ARRAMPICARE
Una storia di rocce, di sfide e d’amore.
Mauro ha solo tredici anni e un’attrezzatura a dir poco inadeguata quando per la prima volta arrampica sul monte Duranno, ne ha diciotto quando apre la sua prima via sul monte Palazza, in Val Zemola.
Il suo allenamento? La vita di montagna – in cui tutto è salita, dalla raccolta della frutta alle spedizioni per far legna – e i racconti degli alpinisti, in osteria.
Spronato dall’audacia della giovinezza e dal talento, Mauro per decenni è in cordata con i più grandi. È tra i più assidui frequentatori del gruppo del Nuovo Mattino, che negli anni Settanta cambia il modo di vivere l’arrampicata in Italia. Partecipa a due spedizioni storiche: una in Groenlandia, dove perde la strada e rischia la vita, e una in California, insieme a Manolo, eccezionale scalatore e amico, in un clima di goliardia e scoperta (e qualche scontro con i ranger).
Oggi, chiunque si cimenti con le cime tra cui Mauro ha passato tutta la vita può farlo anche grazie alle centinaia di vie che lui ha aperto, ai chiodi che ha piantato. Grazie alla sua passione, alle sue mani e alla sua storia. Questa storia.
In pagine piene di sincerità, ironia, poesia, lo scrittore e alpinista racconta gli aneddoti di una vita di scalate, ma soprattutto ne restituisce con vividezza le emozioni: il tocco della roccia, la ruvida amicizia della cordata, ma anche il dono del legno e la filosofia semplice che accompagna le imprese e i giorni. Un diario di avventure tra le cui righe scorre la testimonianza di una ricerca continua: della cima, della pace con se stessi, del senso più profondo delle cose.
Dal libro:
“Quando montammo il campo base scoprimmo che il ghiacciaio si spostava, apparivano crepacci, dovevamo ogni volta riposizionare le tende. Era un mondo abbagliante e scricchiolante, incantato e letale. Dava le vertigini pensare che, su ogni cima che toccavamo, posavamo il primo piede umano: gli ultimi a tentare una spedizione da quelle parti, un gruppo di sloveni, si erano fermati molti chilometri più a sud”.

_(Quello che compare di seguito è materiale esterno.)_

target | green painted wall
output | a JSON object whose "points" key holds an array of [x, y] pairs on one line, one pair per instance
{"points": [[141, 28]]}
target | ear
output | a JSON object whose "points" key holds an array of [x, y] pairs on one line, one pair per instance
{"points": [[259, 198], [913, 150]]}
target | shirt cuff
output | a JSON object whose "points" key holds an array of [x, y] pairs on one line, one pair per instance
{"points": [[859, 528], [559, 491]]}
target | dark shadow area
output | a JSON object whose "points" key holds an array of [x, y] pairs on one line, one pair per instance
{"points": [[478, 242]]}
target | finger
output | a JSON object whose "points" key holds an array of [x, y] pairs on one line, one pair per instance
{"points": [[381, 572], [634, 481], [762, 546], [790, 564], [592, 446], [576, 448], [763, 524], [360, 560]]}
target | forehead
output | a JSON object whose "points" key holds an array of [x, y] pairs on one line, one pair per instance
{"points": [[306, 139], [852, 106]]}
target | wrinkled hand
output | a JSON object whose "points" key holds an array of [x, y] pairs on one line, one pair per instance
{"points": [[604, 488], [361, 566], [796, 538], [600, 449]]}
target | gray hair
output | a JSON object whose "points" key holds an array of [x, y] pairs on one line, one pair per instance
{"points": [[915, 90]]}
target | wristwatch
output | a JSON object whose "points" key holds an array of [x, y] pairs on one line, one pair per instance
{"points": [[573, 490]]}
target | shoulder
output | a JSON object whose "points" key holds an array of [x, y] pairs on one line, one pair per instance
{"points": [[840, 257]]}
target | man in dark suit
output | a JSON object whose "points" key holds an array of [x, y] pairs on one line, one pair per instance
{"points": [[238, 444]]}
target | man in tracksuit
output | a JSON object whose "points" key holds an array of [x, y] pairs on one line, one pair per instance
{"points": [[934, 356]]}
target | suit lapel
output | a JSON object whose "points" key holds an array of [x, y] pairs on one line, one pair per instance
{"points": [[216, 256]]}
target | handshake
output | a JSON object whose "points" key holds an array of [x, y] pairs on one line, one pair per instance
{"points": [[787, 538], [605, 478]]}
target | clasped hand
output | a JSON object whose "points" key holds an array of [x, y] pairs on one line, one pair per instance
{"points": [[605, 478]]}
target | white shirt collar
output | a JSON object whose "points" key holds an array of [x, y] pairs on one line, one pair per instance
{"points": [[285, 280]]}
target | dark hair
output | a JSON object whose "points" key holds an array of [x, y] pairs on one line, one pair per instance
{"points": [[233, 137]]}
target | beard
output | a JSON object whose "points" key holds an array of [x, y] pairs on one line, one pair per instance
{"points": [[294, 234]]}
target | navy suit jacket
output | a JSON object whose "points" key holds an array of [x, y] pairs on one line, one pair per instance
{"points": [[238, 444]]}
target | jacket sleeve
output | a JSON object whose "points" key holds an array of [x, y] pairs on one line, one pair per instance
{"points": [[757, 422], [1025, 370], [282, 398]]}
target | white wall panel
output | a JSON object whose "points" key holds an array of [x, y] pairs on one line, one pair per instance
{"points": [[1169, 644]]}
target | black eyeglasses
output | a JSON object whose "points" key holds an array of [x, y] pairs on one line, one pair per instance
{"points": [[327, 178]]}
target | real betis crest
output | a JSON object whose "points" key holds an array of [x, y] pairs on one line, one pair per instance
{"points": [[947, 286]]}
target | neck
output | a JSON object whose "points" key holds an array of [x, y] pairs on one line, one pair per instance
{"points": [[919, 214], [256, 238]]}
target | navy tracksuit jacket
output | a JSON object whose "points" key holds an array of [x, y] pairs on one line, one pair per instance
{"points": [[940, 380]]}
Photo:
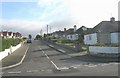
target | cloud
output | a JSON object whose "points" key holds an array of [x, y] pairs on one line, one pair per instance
{"points": [[22, 26], [60, 14]]}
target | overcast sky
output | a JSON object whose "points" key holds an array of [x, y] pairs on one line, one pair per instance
{"points": [[30, 16]]}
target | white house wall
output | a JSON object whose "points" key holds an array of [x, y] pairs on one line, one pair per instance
{"points": [[72, 37], [115, 37], [93, 39]]}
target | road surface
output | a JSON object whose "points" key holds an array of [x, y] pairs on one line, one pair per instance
{"points": [[41, 60]]}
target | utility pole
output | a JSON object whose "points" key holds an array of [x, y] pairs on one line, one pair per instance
{"points": [[47, 29], [50, 29], [41, 32]]}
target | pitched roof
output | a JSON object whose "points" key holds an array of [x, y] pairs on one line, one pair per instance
{"points": [[106, 27], [58, 32], [9, 33], [69, 31]]}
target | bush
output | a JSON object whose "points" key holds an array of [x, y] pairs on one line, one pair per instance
{"points": [[6, 43], [106, 44]]}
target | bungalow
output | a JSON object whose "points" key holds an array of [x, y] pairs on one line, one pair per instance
{"points": [[104, 32], [6, 34], [78, 34], [69, 34], [57, 34]]}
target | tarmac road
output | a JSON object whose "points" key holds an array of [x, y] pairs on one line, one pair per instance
{"points": [[41, 60]]}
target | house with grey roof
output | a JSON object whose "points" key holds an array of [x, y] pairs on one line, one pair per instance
{"points": [[70, 34], [104, 32], [57, 34], [78, 34]]}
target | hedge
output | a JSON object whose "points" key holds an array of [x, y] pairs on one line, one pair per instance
{"points": [[6, 43]]}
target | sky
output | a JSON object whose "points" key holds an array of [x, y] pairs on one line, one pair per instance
{"points": [[31, 16]]}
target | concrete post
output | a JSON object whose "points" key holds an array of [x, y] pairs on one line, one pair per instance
{"points": [[78, 47]]}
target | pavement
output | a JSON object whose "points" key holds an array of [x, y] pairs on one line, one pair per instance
{"points": [[42, 60], [18, 56], [15, 58], [82, 55]]}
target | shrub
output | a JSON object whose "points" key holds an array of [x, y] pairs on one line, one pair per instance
{"points": [[6, 43]]}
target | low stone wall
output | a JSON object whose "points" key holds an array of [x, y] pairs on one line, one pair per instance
{"points": [[104, 51], [78, 48], [6, 52]]}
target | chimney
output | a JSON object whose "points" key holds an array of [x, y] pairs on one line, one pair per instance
{"points": [[75, 28], [112, 19], [64, 29]]}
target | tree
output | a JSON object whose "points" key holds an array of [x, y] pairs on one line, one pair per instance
{"points": [[30, 36]]}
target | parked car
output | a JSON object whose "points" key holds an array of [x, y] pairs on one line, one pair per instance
{"points": [[29, 41]]}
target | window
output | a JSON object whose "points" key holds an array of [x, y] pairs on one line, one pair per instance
{"points": [[90, 38]]}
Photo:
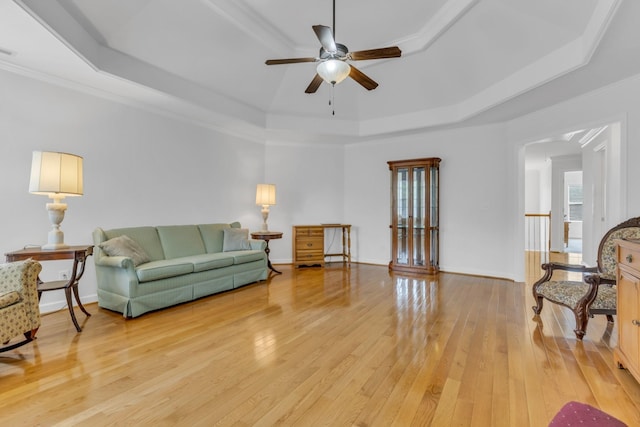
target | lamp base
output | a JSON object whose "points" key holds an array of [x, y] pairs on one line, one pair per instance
{"points": [[55, 238]]}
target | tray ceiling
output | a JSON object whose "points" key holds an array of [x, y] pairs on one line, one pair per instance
{"points": [[204, 59]]}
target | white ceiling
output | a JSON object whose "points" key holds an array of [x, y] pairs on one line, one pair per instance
{"points": [[464, 61]]}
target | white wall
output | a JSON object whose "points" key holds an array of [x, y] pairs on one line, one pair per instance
{"points": [[143, 168], [310, 182], [473, 207], [615, 103], [139, 169]]}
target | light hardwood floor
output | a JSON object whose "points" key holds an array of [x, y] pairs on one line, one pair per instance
{"points": [[328, 346]]}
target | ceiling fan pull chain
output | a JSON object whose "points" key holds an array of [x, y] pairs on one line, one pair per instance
{"points": [[332, 100]]}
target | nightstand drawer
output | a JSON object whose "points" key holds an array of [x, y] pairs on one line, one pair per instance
{"points": [[309, 243], [309, 257], [310, 232]]}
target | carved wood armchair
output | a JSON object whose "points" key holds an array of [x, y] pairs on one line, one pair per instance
{"points": [[596, 293], [19, 309]]}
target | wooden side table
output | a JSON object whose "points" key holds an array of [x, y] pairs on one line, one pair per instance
{"points": [[266, 236], [78, 254]]}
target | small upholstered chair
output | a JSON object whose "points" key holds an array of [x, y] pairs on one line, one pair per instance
{"points": [[19, 310], [596, 293]]}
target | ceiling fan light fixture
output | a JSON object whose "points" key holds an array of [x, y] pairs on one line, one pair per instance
{"points": [[333, 71]]}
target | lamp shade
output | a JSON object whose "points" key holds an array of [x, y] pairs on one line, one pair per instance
{"points": [[333, 70], [56, 173], [266, 194]]}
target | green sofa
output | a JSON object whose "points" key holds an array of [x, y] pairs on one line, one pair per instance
{"points": [[173, 264]]}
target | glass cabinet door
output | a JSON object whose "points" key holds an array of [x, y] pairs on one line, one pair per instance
{"points": [[414, 215], [402, 215], [419, 208]]}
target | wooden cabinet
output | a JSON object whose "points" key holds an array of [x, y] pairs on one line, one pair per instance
{"points": [[308, 245], [415, 224], [627, 354]]}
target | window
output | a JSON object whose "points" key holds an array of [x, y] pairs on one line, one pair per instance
{"points": [[575, 202]]}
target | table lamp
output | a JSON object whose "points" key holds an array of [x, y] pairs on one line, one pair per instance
{"points": [[265, 196], [57, 175]]}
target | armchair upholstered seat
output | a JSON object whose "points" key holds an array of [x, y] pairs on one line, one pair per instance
{"points": [[596, 293], [19, 310]]}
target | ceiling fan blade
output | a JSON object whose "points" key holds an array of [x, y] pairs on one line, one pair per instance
{"points": [[314, 85], [385, 52], [325, 35], [288, 61], [362, 78]]}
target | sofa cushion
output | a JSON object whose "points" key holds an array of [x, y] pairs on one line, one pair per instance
{"points": [[163, 269], [240, 257], [235, 239], [125, 246], [180, 240], [210, 261], [146, 237], [213, 235]]}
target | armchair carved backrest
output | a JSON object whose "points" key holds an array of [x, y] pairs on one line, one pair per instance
{"points": [[19, 309], [596, 293], [607, 263]]}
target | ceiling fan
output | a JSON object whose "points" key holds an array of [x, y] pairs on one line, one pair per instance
{"points": [[333, 67]]}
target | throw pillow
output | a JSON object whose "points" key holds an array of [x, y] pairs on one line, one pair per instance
{"points": [[125, 246], [235, 239], [8, 299]]}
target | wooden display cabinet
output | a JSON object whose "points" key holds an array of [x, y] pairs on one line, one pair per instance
{"points": [[627, 353], [415, 228]]}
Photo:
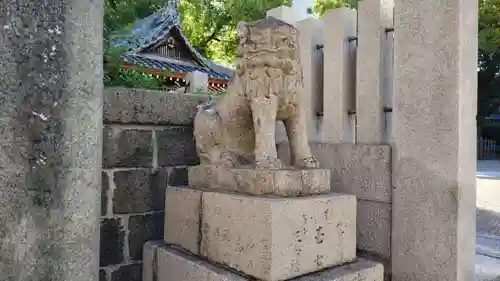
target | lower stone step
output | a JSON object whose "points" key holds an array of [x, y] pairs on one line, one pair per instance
{"points": [[267, 238], [165, 263]]}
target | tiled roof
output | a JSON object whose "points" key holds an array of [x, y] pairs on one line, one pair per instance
{"points": [[170, 66], [152, 29]]}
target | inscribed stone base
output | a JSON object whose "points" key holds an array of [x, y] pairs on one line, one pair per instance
{"points": [[282, 182], [182, 217], [176, 265], [278, 238]]}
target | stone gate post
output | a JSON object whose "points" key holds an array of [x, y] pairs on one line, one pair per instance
{"points": [[434, 133], [50, 139]]}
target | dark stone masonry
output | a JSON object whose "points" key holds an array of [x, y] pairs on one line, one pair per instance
{"points": [[147, 145]]}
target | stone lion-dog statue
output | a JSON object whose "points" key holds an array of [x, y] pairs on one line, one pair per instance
{"points": [[239, 128]]}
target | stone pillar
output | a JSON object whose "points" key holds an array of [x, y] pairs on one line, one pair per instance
{"points": [[198, 81], [50, 144], [374, 17], [339, 75], [434, 137], [311, 35], [284, 13]]}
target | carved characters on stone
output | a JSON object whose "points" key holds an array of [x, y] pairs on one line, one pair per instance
{"points": [[239, 128]]}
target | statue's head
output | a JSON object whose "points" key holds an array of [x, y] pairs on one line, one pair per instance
{"points": [[269, 34]]}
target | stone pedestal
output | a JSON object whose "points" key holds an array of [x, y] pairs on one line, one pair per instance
{"points": [[50, 139], [270, 225], [284, 182]]}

“A metà degli anni Ottanta, con Manolo, partimmo per una spedizione americana. La grande avventura internazionale della mia vita, dopo quella in Groenlandia. Avevamo un sogno e quel sogno aveva un nome: El Capitan, in California. Un’arrampicata fra le più dure al mondo”.
“È stato allora che mi sono ricordato le parole di Celio: guarda dove vedi l’unto dei camosci. Loro seguono sempre i percorsi più facili, facilissimi. E al passaggio lasciano una scia del grasso che hanno sotto le punte degli zoccoli, come una scia nera. Ho cercato quella scia e l’ho trovata”.